In una intervista con Desinformémonos, Raúl Zibechi spiega che “i popoli originari e la loro lotta anticoloniale, insieme alle donne e alla loro lotta antipatriarcale, sono due movimenti o soggetti collettivi che hanno fatto entrare in crisi il pensiero critico di stampo eurocentrico, sia marxista, anarchico, cristiano. Sono collettività che hanno mostrato un mondo nuovo, che non si costruirà dopo la presa del potere, ma che già esiste in piccoli ritagli di mondi altri”.
I movimenti che sviluppano questi mondi nuovi, la resistenza, la lotta e la speranza, afferma Zibechi, “si sono sempre trovati nella periferia”. Questi mondi dove i settori popolari hanno una forza importante nei loro propri territori, popoli originari, ma anche neri, contadini e periferie urbane, “non aspettano più il domani, giù esistono oggi”.
Da più di 30 anni, Raúl Zibechi ha percorso l’America Latina ribelle. È un viaggiatore che accompagna movimenti e processi sociali, così come un educatore popolare e un giornalista, che fa parte del gruppo di lavoro di Desinformémonos e di altri mezzi di comunicazione.
Zibechi spiega che la sua formazione negli anni 60 e 70 cominciò come fervente seguace del marxismo-leninismo, che difendeva la rivoluzione, la presa del potere, l’organizzazione gerarchizzata, la guida con il centralismo democratico e la conquista del potere. A quel tempo era la porta che apriva il passo da un mondo nuovo a un mondo post capitalista, socialista “o come lo si voglia chiamare”, fino a che “questo modo di vedere il mondo è entrato in crisi”.
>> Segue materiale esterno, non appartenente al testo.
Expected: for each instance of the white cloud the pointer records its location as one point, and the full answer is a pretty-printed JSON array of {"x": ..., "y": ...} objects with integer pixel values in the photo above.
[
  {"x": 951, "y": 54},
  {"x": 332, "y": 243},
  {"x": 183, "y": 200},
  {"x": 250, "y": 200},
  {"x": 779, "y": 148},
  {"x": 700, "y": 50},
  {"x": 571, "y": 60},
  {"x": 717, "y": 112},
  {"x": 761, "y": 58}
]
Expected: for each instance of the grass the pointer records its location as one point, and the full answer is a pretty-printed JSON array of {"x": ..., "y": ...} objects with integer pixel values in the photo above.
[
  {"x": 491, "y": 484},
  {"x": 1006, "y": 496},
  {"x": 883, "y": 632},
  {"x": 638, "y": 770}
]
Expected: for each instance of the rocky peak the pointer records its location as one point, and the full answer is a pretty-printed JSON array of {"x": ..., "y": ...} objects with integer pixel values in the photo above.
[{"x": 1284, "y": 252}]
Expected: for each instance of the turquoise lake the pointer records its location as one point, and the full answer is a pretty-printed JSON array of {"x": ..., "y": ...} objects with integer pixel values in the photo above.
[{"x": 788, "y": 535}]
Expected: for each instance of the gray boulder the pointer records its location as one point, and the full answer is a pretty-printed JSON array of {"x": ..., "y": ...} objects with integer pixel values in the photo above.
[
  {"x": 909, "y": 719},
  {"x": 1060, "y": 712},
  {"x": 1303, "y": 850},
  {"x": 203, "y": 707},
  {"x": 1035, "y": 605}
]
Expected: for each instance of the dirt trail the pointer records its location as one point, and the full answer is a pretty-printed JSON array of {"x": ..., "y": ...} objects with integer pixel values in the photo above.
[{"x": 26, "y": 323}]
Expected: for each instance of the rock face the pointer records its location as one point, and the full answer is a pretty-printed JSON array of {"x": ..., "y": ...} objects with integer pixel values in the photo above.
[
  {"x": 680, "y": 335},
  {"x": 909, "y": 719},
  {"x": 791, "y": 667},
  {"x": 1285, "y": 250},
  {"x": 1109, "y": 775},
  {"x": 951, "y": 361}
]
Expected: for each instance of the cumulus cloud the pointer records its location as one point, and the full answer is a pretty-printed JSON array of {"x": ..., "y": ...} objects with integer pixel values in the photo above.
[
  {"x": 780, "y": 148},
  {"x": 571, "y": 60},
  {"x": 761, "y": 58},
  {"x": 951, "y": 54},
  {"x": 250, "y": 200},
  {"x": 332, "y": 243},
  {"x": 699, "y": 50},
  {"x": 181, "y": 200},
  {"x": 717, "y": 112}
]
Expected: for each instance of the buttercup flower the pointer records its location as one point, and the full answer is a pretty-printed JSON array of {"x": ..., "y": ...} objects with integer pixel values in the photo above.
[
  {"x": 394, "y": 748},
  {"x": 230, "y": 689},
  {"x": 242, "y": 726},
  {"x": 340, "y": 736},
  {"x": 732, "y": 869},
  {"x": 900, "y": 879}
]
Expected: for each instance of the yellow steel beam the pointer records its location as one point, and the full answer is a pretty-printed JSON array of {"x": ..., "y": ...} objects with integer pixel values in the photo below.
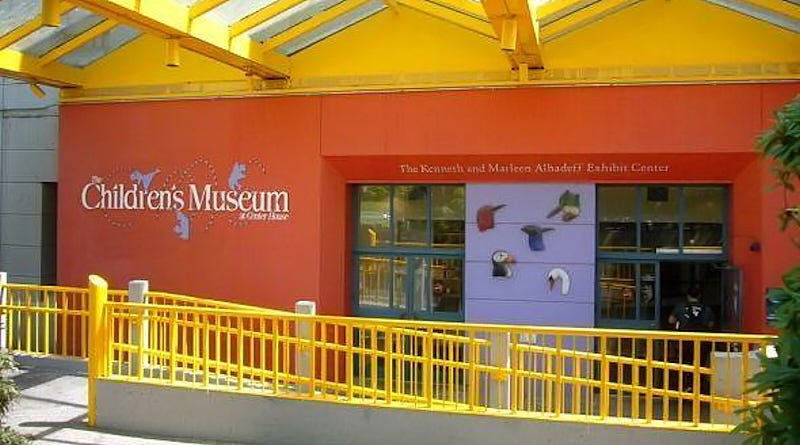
[
  {"x": 468, "y": 7},
  {"x": 592, "y": 12},
  {"x": 435, "y": 9},
  {"x": 515, "y": 24},
  {"x": 262, "y": 15},
  {"x": 312, "y": 23},
  {"x": 18, "y": 65},
  {"x": 28, "y": 28},
  {"x": 168, "y": 19},
  {"x": 203, "y": 6},
  {"x": 77, "y": 41}
]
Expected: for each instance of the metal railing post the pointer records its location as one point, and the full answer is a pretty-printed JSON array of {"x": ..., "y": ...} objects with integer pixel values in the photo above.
[
  {"x": 305, "y": 333},
  {"x": 499, "y": 385},
  {"x": 98, "y": 341},
  {"x": 140, "y": 333},
  {"x": 4, "y": 315}
]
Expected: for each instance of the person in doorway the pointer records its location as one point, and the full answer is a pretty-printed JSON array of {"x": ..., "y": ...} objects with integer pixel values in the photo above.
[{"x": 692, "y": 315}]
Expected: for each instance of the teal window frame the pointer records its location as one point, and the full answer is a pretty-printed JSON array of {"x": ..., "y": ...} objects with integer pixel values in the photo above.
[{"x": 638, "y": 257}]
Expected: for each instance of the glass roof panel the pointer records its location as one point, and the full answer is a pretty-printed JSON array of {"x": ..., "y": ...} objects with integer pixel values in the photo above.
[
  {"x": 13, "y": 13},
  {"x": 45, "y": 39},
  {"x": 100, "y": 46},
  {"x": 332, "y": 27},
  {"x": 291, "y": 17},
  {"x": 235, "y": 10}
]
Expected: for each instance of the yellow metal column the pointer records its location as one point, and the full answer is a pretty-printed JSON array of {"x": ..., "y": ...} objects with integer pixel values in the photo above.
[{"x": 98, "y": 352}]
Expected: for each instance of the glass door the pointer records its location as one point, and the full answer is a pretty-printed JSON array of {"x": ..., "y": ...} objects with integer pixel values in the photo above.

Era una crisi ideologica, chiarisce il giornalista. “In principio pensavo di essere entrato in crisi per il fallimento del socialismo reale, ma dopo mi resi conto dell’irruzione, oltre a questo, di due forze sociali molto importanti, che sono i popoli indigeni e le donne, che questi mondi altri sono intrecciati, non con la produzione di merci o valori di scambio, ma dalla produzione di valori d’uso. Sono fondamentalmente un mondo delle assistenze, del sostegno e della riproduzione della vita”.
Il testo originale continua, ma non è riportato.